Leading publishers, including Encyclopedia Britannica (owner of Merriam-Webster), have launched a lawsuit against OpenAI, alleging systematic and widespread copyright violations. The core claim is that OpenAI illegally scraped and used nearly 100,000 copyrighted articles to train its large language models (LLMs) without permission.

The Case: How OpenAI Allegedly Infringed on Copyright

Britannica argues that OpenAI’s actions go beyond simple data collection. The lawsuit specifically accuses the AI giant of two key violations:

  1. Direct Reproduction: OpenAI’s models allegedly generate outputs that contain verbatim copies of Britannica’s content.
  2. Retrieval-Augmented Generation (RAG) Abuse: OpenAI’s RAG tool, which enhances ChatGPT’s responses with real-time web data, incorporates Britannica’s articles without authorization. This essentially means OpenAI profits from Britannica’s work while undermining its revenue streams.
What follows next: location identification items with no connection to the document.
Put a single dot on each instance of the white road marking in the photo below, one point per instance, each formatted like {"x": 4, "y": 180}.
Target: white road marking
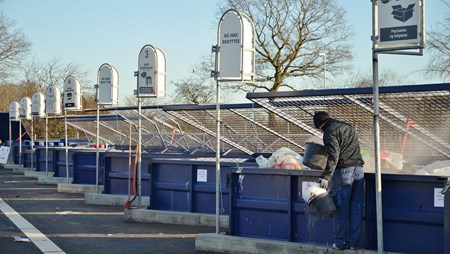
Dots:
{"x": 39, "y": 239}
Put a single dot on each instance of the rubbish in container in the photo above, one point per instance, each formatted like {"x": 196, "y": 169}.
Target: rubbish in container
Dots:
{"x": 320, "y": 202}
{"x": 284, "y": 158}
{"x": 315, "y": 156}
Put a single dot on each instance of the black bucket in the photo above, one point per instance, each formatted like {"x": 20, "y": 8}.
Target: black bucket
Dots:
{"x": 323, "y": 205}
{"x": 315, "y": 156}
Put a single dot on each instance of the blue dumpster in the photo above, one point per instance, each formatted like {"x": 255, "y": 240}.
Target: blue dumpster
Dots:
{"x": 189, "y": 184}
{"x": 267, "y": 203}
{"x": 84, "y": 167}
{"x": 41, "y": 160}
{"x": 412, "y": 220}
{"x": 59, "y": 161}
{"x": 117, "y": 173}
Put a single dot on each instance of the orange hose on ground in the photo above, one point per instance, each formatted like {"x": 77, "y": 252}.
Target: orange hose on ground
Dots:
{"x": 135, "y": 173}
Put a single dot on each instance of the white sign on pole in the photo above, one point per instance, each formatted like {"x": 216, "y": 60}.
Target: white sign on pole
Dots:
{"x": 151, "y": 73}
{"x": 108, "y": 85}
{"x": 236, "y": 48}
{"x": 14, "y": 111}
{"x": 4, "y": 153}
{"x": 400, "y": 24}
{"x": 38, "y": 104}
{"x": 25, "y": 108}
{"x": 72, "y": 94}
{"x": 53, "y": 101}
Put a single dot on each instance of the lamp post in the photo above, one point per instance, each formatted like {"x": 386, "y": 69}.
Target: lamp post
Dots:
{"x": 324, "y": 68}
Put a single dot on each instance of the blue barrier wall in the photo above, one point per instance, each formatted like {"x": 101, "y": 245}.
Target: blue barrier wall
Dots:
{"x": 41, "y": 160}
{"x": 189, "y": 184}
{"x": 267, "y": 203}
{"x": 84, "y": 167}
{"x": 117, "y": 172}
{"x": 412, "y": 223}
{"x": 59, "y": 160}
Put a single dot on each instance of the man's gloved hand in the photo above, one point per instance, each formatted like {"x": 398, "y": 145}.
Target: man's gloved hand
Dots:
{"x": 323, "y": 183}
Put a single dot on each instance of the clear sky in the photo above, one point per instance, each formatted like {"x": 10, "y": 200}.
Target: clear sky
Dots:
{"x": 93, "y": 32}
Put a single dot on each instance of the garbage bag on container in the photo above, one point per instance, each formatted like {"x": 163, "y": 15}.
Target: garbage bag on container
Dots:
{"x": 284, "y": 158}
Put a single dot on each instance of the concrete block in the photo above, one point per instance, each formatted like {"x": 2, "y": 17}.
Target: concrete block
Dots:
{"x": 222, "y": 243}
{"x": 172, "y": 217}
{"x": 111, "y": 199}
{"x": 78, "y": 188}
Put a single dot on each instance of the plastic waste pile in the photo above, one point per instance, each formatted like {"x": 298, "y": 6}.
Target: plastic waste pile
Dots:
{"x": 284, "y": 158}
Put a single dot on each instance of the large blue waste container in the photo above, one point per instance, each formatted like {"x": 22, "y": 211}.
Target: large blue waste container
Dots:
{"x": 118, "y": 172}
{"x": 189, "y": 184}
{"x": 413, "y": 217}
{"x": 59, "y": 161}
{"x": 268, "y": 204}
{"x": 84, "y": 167}
{"x": 41, "y": 160}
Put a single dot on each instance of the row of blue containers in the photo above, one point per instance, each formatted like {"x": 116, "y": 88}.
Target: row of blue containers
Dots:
{"x": 267, "y": 203}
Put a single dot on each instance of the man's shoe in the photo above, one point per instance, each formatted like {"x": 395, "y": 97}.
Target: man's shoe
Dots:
{"x": 334, "y": 247}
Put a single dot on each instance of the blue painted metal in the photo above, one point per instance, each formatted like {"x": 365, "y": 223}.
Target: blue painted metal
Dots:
{"x": 182, "y": 185}
{"x": 267, "y": 203}
{"x": 411, "y": 222}
{"x": 84, "y": 167}
{"x": 40, "y": 157}
{"x": 59, "y": 160}
{"x": 350, "y": 91}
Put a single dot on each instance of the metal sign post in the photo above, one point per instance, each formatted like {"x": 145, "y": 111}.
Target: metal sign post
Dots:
{"x": 107, "y": 93}
{"x": 235, "y": 62}
{"x": 397, "y": 28}
{"x": 53, "y": 107}
{"x": 151, "y": 82}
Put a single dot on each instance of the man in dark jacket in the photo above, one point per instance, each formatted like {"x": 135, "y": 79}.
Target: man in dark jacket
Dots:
{"x": 344, "y": 171}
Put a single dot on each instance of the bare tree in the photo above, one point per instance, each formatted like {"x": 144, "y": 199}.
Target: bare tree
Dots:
{"x": 292, "y": 36}
{"x": 192, "y": 91}
{"x": 13, "y": 47}
{"x": 53, "y": 72}
{"x": 439, "y": 45}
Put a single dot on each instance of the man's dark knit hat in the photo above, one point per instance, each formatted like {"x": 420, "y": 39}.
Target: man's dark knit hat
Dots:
{"x": 320, "y": 117}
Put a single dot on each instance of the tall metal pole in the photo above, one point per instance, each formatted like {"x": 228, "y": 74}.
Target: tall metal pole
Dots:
{"x": 376, "y": 127}
{"x": 139, "y": 154}
{"x": 10, "y": 136}
{"x": 324, "y": 55}
{"x": 97, "y": 147}
{"x": 67, "y": 145}
{"x": 32, "y": 141}
{"x": 46, "y": 145}
{"x": 218, "y": 158}
{"x": 20, "y": 141}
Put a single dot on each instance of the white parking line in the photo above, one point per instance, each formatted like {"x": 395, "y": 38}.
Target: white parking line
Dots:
{"x": 39, "y": 239}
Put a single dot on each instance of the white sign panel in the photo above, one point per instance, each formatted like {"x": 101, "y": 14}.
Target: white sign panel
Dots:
{"x": 108, "y": 85}
{"x": 4, "y": 153}
{"x": 399, "y": 23}
{"x": 202, "y": 175}
{"x": 53, "y": 101}
{"x": 25, "y": 108}
{"x": 151, "y": 72}
{"x": 38, "y": 104}
{"x": 236, "y": 47}
{"x": 14, "y": 111}
{"x": 72, "y": 94}
{"x": 438, "y": 197}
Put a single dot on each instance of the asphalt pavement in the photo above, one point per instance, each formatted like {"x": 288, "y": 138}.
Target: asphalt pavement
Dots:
{"x": 75, "y": 227}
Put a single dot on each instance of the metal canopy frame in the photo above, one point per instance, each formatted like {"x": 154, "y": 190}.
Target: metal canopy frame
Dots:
{"x": 428, "y": 106}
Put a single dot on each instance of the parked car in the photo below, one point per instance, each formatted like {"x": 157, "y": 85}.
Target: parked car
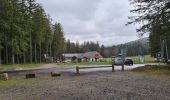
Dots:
{"x": 128, "y": 62}
{"x": 168, "y": 62}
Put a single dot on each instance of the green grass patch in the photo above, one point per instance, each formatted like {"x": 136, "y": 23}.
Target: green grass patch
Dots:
{"x": 107, "y": 61}
{"x": 148, "y": 59}
{"x": 15, "y": 82}
{"x": 153, "y": 69}
{"x": 17, "y": 66}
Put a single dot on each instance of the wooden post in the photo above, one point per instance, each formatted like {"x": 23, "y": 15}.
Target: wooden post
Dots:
{"x": 77, "y": 70}
{"x": 113, "y": 69}
{"x": 122, "y": 67}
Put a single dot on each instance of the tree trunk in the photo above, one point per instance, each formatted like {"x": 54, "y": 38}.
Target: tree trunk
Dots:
{"x": 50, "y": 49}
{"x": 30, "y": 49}
{"x": 6, "y": 52}
{"x": 35, "y": 53}
{"x": 47, "y": 50}
{"x": 166, "y": 47}
{"x": 40, "y": 52}
{"x": 0, "y": 57}
{"x": 24, "y": 58}
{"x": 13, "y": 59}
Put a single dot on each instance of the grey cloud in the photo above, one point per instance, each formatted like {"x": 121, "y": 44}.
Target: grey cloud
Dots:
{"x": 94, "y": 20}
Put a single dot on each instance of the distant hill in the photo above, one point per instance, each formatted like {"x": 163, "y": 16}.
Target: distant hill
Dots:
{"x": 137, "y": 47}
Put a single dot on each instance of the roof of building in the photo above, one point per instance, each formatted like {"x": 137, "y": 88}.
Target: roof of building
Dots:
{"x": 69, "y": 55}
The complaint also states that OpenAI violates trademark law by fabricating false attributions. ChatGPT is accused of generating “hallucinations” (false information) and falsely linking them to Britannica, damaging the publisher’s credibility. Britannica contends that this practice not only harms its bottom line but also erodes public trust in reliable online sources.

A Growing Trend: Publishers vs. AI

Britannica is not alone in this legal battle. The New York Times, Ziff Davis (parent company of Mashable, CNET, and others), and over a dozen newspapers across North America have already filed similar suits against OpenAI. A separate lawsuit against Perplexity, another AI company, remains unresolved.

The central question driving these cases is whether training an LLM on copyrighted material constitutes fair use. While there’s no firm legal precedent, Anthropic previously argued in court that such use is “transformative” and legal. However, the judge in that case found that illegally downloading content (rather than licensing it) was a clear violation, leading to a $1.5 billion settlement.

Why This Matters

These lawsuits are significant because they challenge the fundamental business model of many AI companies. LLMs rely on massive datasets, often including copyrighted material, to function. If courts rule consistently in favor of publishers, AI developers may need to renegotiate data acquisition strategies or face crippling legal costs. The outcome will shape how AI systems are trained and used, potentially forcing a shift towards licensed content and stricter data controls.

OpenAI has yet to respond to the allegations, but the legal pressure is mounting. The future of AI training may depend on how these cases unfold.